Alex Wong / Getty Images / AFP

Mark Zuckerberg, fundador e CEO do Facebook

Mark Zuckerberg, o CEO da Meta, que passou a maior parte dos últimos doze meses a transformar o seu império numa empresa focada no metaverso, inverteu o rumo esta semana e disse que será o WhatsApp a impulsionar o crescimento das vendas nos próximos anos.

Estas declarações, feitas aos funcionários da Meta durante uma reunião, foram relatados pela primeira vez pela Reuters e surgem semanas após uma ronda de despedimentos em massa, com impacto em 11.000 funcionários.

Segundo noticiou o Gizmodo, Zuckerberg respondeu às perguntas dos funcionários indicando que o WhatsApp e o Messenger serão “provavelmente ser o próximo grande pilar do negócio”. A rentabilidade dessas duas aplicações, em comparação com o Facebook e o Instagram, ainda se encontra numa fase relativamente precoce.

O WhatsApp é a aplicação de mensagens mais utilizada no mundo. Embora os anteriores proprietários da empresa seguissem a ideologia “sem anúncios, sem jogos e sem truques”, a Meta tem testado a longo dos anos formas de integrar lentamente a publicidade através na plataforma.

Na mesma reunião, questionado sobre as despesas da empresa, Zuckerberg disse que os funcionários eram a maior despesa, seguidos das infraestruturas para os anúncios. De acordo com o CEO, 20% das despesas da empresa foram aplicados nas suas ambições a nível do metaverso. Desse valor, 40% vão para produtos de realidade virtual e 10% para plataformas sociais de tipo metaverso.

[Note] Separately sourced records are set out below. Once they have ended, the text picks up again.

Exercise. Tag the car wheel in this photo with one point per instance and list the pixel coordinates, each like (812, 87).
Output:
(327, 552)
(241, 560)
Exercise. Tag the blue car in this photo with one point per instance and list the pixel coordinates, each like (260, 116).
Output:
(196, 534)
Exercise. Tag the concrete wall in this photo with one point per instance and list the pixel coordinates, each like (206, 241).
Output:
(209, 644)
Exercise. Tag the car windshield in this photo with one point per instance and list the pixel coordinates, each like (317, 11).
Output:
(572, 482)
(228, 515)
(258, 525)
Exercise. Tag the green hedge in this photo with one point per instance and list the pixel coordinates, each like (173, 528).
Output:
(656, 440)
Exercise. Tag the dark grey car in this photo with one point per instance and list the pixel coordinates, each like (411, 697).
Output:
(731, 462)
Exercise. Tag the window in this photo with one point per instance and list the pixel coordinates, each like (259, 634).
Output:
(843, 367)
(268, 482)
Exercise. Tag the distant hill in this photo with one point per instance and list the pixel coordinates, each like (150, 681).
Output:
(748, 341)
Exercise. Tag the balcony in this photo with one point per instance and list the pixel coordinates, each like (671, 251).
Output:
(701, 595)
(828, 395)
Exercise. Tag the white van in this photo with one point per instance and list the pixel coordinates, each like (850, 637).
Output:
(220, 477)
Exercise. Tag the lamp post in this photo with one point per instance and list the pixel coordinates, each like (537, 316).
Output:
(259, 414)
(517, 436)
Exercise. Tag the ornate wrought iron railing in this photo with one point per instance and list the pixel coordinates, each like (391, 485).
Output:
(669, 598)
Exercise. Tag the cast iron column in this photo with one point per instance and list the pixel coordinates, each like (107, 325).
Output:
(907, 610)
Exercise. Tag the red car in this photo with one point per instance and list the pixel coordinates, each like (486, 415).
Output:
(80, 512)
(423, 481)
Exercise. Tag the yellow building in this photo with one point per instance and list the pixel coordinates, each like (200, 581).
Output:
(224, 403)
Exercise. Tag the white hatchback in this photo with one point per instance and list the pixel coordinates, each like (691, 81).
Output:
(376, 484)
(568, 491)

Embora Zuckerberg não esteja a desistir do metaverso, os comentários recentes sugerem que começa a ter em consideração as críticas dos funcionários e acionistas à recente estratégia empresarial da empresa.

O segmento de Reality Labs da Meta já perdeu 9,4 mil milhões de dólares só este ano, enquanto as receitas diminuíram quase 50% de ano para ano durante o terceiro trimestre, apesar de a Meta ser proprietária do Quest 2, o headset VR mais vendido do mundo.

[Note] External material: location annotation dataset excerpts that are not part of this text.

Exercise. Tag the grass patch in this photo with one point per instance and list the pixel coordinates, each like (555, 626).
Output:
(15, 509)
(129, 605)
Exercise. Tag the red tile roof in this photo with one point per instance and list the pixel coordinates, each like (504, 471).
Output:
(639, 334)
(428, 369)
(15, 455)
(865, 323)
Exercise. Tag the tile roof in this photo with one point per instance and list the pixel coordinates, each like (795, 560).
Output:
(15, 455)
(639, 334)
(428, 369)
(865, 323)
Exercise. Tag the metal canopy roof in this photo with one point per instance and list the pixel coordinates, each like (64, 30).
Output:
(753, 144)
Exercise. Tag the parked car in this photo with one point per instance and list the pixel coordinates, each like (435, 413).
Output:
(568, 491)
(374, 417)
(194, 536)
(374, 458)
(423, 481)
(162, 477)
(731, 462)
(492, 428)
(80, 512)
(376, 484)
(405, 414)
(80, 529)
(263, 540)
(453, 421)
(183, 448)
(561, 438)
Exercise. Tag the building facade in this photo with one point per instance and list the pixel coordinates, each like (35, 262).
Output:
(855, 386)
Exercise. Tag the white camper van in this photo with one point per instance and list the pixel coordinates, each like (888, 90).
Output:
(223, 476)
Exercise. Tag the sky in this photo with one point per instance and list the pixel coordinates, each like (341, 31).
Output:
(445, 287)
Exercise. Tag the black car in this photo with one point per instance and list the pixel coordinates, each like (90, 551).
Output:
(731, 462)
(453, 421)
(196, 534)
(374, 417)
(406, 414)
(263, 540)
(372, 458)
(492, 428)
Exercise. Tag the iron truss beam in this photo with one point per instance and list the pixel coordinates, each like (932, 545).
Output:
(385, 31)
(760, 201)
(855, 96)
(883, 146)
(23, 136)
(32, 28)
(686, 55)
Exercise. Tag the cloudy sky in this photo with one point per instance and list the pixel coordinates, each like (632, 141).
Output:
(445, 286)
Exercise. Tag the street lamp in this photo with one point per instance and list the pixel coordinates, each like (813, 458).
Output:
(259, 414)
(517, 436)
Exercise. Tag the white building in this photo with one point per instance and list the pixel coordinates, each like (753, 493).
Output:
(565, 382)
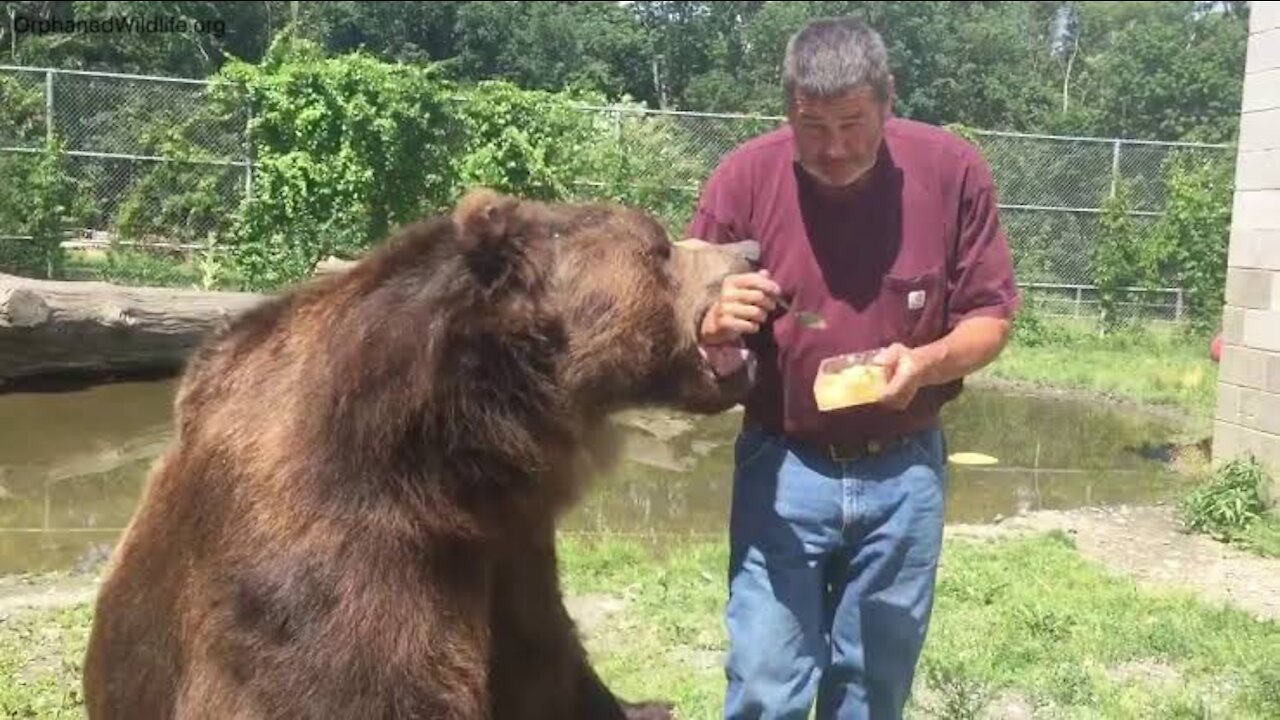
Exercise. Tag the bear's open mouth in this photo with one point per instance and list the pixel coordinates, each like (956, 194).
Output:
(727, 360)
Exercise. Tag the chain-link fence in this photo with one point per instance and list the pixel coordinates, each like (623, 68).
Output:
(163, 162)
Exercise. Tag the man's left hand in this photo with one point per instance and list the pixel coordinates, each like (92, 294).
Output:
(906, 370)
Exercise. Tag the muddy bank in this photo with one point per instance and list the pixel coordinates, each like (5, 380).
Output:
(1147, 545)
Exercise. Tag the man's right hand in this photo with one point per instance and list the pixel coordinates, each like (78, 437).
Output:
(743, 306)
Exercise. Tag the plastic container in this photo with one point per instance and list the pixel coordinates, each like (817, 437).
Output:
(848, 381)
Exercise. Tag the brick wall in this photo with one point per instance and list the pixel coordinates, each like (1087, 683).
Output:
(1248, 393)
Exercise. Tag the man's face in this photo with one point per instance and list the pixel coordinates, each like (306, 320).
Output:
(837, 139)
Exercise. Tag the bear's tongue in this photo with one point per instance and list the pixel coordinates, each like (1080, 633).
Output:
(726, 360)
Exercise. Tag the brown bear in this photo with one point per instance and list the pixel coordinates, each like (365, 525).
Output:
(356, 518)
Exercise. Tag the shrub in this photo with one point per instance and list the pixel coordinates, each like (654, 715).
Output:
(344, 149)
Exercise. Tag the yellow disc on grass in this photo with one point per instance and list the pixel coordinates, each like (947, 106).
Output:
(973, 459)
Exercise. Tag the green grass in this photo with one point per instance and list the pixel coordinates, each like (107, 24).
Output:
(1161, 367)
(1028, 619)
(40, 662)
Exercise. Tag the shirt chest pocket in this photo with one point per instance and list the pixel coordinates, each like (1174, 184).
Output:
(913, 308)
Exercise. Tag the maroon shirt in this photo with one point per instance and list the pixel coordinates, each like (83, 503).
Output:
(901, 259)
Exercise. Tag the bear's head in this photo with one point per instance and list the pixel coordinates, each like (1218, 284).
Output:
(625, 297)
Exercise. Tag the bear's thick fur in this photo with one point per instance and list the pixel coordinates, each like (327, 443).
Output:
(356, 518)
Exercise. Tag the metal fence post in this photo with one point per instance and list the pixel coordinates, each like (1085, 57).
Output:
(1115, 167)
(248, 154)
(49, 105)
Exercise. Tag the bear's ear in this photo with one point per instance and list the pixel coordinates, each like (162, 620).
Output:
(483, 217)
(489, 232)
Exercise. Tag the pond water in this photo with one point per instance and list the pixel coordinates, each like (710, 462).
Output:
(72, 465)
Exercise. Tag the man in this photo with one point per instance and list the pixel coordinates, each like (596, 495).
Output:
(887, 231)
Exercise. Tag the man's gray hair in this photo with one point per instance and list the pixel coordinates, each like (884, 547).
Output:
(833, 55)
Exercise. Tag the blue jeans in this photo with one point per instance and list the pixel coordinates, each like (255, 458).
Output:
(832, 572)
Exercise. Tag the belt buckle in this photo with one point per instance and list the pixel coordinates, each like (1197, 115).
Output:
(858, 451)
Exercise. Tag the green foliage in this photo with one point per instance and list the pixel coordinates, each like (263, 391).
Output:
(344, 149)
(40, 201)
(1230, 506)
(1188, 246)
(526, 141)
(1116, 254)
(181, 200)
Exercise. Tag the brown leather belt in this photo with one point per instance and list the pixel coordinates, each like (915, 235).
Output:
(855, 451)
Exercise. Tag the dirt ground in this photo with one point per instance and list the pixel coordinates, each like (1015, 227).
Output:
(1147, 545)
(1144, 543)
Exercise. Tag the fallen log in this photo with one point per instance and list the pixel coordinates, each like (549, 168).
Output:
(90, 328)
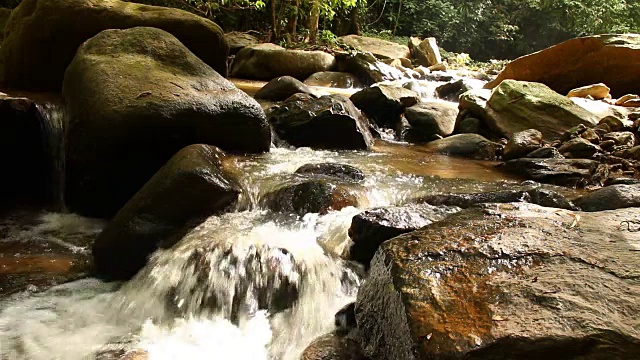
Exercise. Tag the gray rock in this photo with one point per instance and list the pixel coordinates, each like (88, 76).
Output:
(509, 281)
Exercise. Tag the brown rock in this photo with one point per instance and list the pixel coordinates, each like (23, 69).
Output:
(611, 59)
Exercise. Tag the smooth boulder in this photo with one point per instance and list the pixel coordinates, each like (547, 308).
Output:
(134, 98)
(611, 59)
(43, 36)
(191, 186)
(330, 122)
(507, 281)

Contudo, como notou o Gizmodo, ao invés de apertarem os seus cintos perante as vendas mais fracas de VR este ano, Zuckerberg e a sua equipa optaram por criar um outro headset, com um rastreio ocular de 1500 dólares de realidade mista.

“Prevemos que as perdas operacionais da Reality Labs em 2023 cresçam significativamente”, disse a Meta à CNBC. “Depois de 2023, esperamos apanhar o ritmo nos investimentos da Reality Labs de modo a podermos atingir o nosso objetivo de crescimento do rendimento operacional da empresa a longo prazo”.

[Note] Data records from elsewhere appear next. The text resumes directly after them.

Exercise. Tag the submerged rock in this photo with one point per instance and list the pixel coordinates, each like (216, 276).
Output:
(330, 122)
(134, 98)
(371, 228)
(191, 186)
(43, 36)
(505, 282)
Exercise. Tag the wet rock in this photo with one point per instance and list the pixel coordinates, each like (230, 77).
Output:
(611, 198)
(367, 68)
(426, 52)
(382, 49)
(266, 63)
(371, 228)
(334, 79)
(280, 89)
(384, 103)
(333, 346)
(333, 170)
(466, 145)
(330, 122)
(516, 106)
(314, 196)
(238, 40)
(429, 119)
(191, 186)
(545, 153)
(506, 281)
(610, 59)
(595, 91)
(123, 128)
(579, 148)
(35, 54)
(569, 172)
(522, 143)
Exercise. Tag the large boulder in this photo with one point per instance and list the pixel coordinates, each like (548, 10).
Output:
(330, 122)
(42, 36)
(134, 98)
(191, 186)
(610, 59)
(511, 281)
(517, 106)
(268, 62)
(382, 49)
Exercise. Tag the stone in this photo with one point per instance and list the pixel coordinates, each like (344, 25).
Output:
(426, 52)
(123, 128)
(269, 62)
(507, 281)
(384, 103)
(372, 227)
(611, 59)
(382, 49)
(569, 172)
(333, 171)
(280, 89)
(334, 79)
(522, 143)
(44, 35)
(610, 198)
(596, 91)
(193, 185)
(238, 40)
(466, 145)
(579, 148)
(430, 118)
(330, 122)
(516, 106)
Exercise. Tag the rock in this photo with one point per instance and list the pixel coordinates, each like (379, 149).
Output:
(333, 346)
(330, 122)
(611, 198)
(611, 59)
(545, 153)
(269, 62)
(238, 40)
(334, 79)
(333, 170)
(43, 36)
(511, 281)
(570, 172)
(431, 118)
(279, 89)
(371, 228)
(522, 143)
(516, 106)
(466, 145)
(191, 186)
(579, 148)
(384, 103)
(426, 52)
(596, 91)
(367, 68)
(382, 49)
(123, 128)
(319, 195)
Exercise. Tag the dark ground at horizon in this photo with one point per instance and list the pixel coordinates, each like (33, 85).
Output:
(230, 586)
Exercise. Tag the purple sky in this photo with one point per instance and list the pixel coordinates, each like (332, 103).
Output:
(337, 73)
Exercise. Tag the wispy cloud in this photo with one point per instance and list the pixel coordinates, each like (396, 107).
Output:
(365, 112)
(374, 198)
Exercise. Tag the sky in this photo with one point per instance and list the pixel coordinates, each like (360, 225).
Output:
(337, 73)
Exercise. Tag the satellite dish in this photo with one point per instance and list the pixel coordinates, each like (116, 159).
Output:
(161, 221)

Entre janeiro e novembro, o preço das ações da empresa tinha caído mais de 72%.

“Se qualquer outra empresa o tivesse feito, teria investidores a escrever cartas, a propor alternativas ao nível dos diretores, a exigir mudanças”, indicou ao Financial Times Jim Tierney, responsável pelo financiamento do desenvolvimento dos EUA.